Following the same procedures as before, we get the output involved:

So, which specification of the hazard is better? The standard Weibull specification is the most parsimonious one, but the piecewise linear specification is the most general specification. To determine whether the additional parameters in the piecewise linear case pay-off, we should compare the information criteria in the two cases, in particular the Hannan-Quinn and Schwarz critera because they are consistent: The number of parameters corresponding to the lowest value is equal to the correct number of parameters with probability converging to one if the sample size converges to infinity. The Akaike information criterion is not consistent in this sense.

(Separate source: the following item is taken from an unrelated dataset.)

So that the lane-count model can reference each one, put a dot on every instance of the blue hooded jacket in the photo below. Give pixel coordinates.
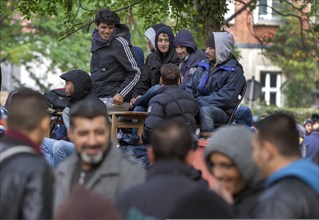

The values of Akaike, Hannan-Quinn and Schwarz critera in the Weibull case are slightly higher than in the general piecewise linear case, so that we may conclude that the Weibull specification is not appropriate for this data set.

### Output for the piecewise linear integrated baseline hazard case

```Proportional hazard model:

Dependent variables and their brackets:
Y(1) = Dummy MISDEMEANOR RECIDIVISM (years) in (0,0.5] Brackets:  0, .5
Y(2) = Dummy MISDEMEANOR RECIDIVISM (years) in (0.5,1] Brackets:  .5, 1
Y(3) = Dummy MISDEMEANOR RECIDIVISM (years) in (1,2] Brackets:  1, 2
Y(4) = Dummy MISDEMEANOR RECIDIVISM (years) in (2,3] Brackets:  2, 3

Covariates:
X(1) = MALE
X(2) = BLACK
X(3) = RELEASE
X(4) = AGE (DAYS/1000)
X(5) = SENT (DAYS/1000)

Chosen (sub-)sample: 1->1985
Effective (sub-)sample size: 1984

Hazard function option:
Piecewise linear integrated hazard

The log-likelihood function has been maximized using the simplex method
of Nelder and Mead. The algorithm involved is a Visual Basic translation
of the Fortran algorithm involved in:
W.H.Press, B.P.Flannery, S.A.Teukolsky and W.T.Vetterling, 'Numerical
Recipes', Cambridge University Press, 1986, pp. 292-293

Estimation results:
Parameters ML estimate t-value p-value Covariates
beta(1)       0.286449   3.155 0.00161 MALE
beta(2)       0.065508   1.000 0.31712 BLACK
beta(3)      -0.302968  -2.948 0.00320 RELEASE
beta(4)      -0.063995  -5.452 0.00000 AGE (DAYS/1000)
beta(5)      -0.111339  -2.981 0.00287 SENT (DAYS/1000)
alpha(1)      0.631260   5.346 0.00000
alpha(2)      0.624200   5.249 0.00000
alpha(3)      0.483767   5.267 0.00000
alpha(4)      0.335525   5.068 0.00000

The two-sided p-values are based on the normal approximation

Log-likelihood:            -2686.518534
Number of parameters:      9
Effective sample size (n): 1984
Information criteria:
Akaike:               2.717257
Hannan-Quinn:         2.726576
Schwarz:              2.742627

Bracket point Integrated hazard
0.5                    0.315630
1                      0.627730
2                      1.111497
3                      1.447022
```

The interpretation of the estimation results is similar to the right-censored case. See the guided tour on right-censored proportional hazard models.